Optimization-based meta-learning: Using MAML with PyTorch on the MNIST dataset

In this tutorial, we continue looking at MAML optimization methods with the MNIST dataset.

2 months ago   •   10 min read

By Adrien Payong

Meta learning, which is also referred to as learning to learn has become an area of research, in the field of machine learning. Its objective is to provide models, with the capability to swiftly adapt to tasks or domains when there is limited data available. One notable algorithm used in meta learning is known as Model Agnostic Meta Learning (MAML).

Model-Agnostic Meta-Learning, or MAML, is one such method that goes hand in hand with optimization-based meta-learning. It is an algorithm proposed by Chelsea Finn, et al. from UC Berkeley. The unique aspect of MAML is its model-agnosticism; it is compatible with any model that is trainable with gradient descent, including but not limited to convolutional and recurrent networks.

It has an inner and outer layer that it uses to function. Gradient descent is used on individual tasks to update the model's parameters in the inner layer, allowing for rapid task-specific adaptation. The main goal of the outer level is to learn new tasks quickly and efficiently. It is dedicated to identifying the best possible initialization for this purpose.

Practical Example: Few-shot Image Classification

Let's look at the real-world application of few-shot image classification to see the power of MAML in action. Consider a dataset where there are few images annotated with the desired labels. With such little data, traditional machine learning algorithms often fail to provide optimal outcomes. But this is where MAML steps in to help:

Inner level

The inner level of meta-learning in the context of MAML (Model-Agnostic Meta-Learning) or generally in meta-learning refers to how a model is modified for a specific task during the meta-training phase. This adaptation occurs on each individual task encountered during the meta-training process and involves a few key steps:

  • Initialization: At the beginning of each task, the model is initialized with the meta-learned parameters obtained from the outer level of meta-training. The initial models are those that have shown their ability to perform well in different tasks.
  • Task Specific Training: The model is then trained on this particular task using limited amount of task specific data. This stage usually takes a short time and aims at adjusting the model’s parameters so as to be more aligned with current data set features.
  • Gradient Calculation: Gradients for parameter adjustment are computed by back propagating error through training process conducted on each respective task. After task specific training, these gradients are computed by back propagating error through it.
  • Parameter Update: The model's parameters are updated in the opposite direction of the calculated gradients.

Outer Level

The meta-learning process is controlled by the outermost layer of Model-Agnostic Meta-Learning (MAML). In MAML, meta-learning goes over a distribution of tasks, and the outer loop entails updating the model’s parameters on the basis of how it performs across various tasks. The main activities at the outer level of MAML are as follows:


  • Initialize the model parameters randomly or using some pretrained values.

Meta-Training Loop:

  • For each iteration in the meta-training loop, sample a batch of tasks from the task distribution.
  • For each task in that batch, perform an internal loop (task-specific training) to make the model best suited for every given task.
  • Compute specific loss for each task by validating adapted model against validation set.

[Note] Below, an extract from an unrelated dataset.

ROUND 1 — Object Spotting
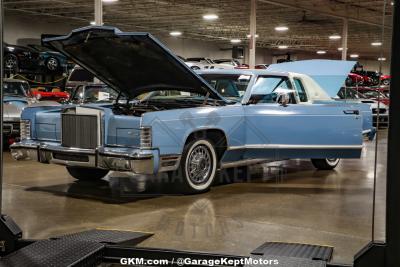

  • Calculate the gradient of the average task-specific loss across all tasks in the batch with respect to the initial model parameters.
  • Update the model parameters in the opposite direction of these gradients to encourage the model to learn a set of parameters that are more adaptable to a wide range of tasks.

The goal is to adjust those initialization parameters, so that the model can learn faster when it sees new tasks. It's like the model is learning how to learn and the outer loop lets it get better at adapting quickly.

The mathematical formula for MAML

The mathematical formula for MAML can be expressed as follows:

Given a set of tasks T = {T1, T2, ..., TN}, where each task Ti has a training set Di, MAML aims to find a set of parameters θ that can be quickly adapted to new tasks.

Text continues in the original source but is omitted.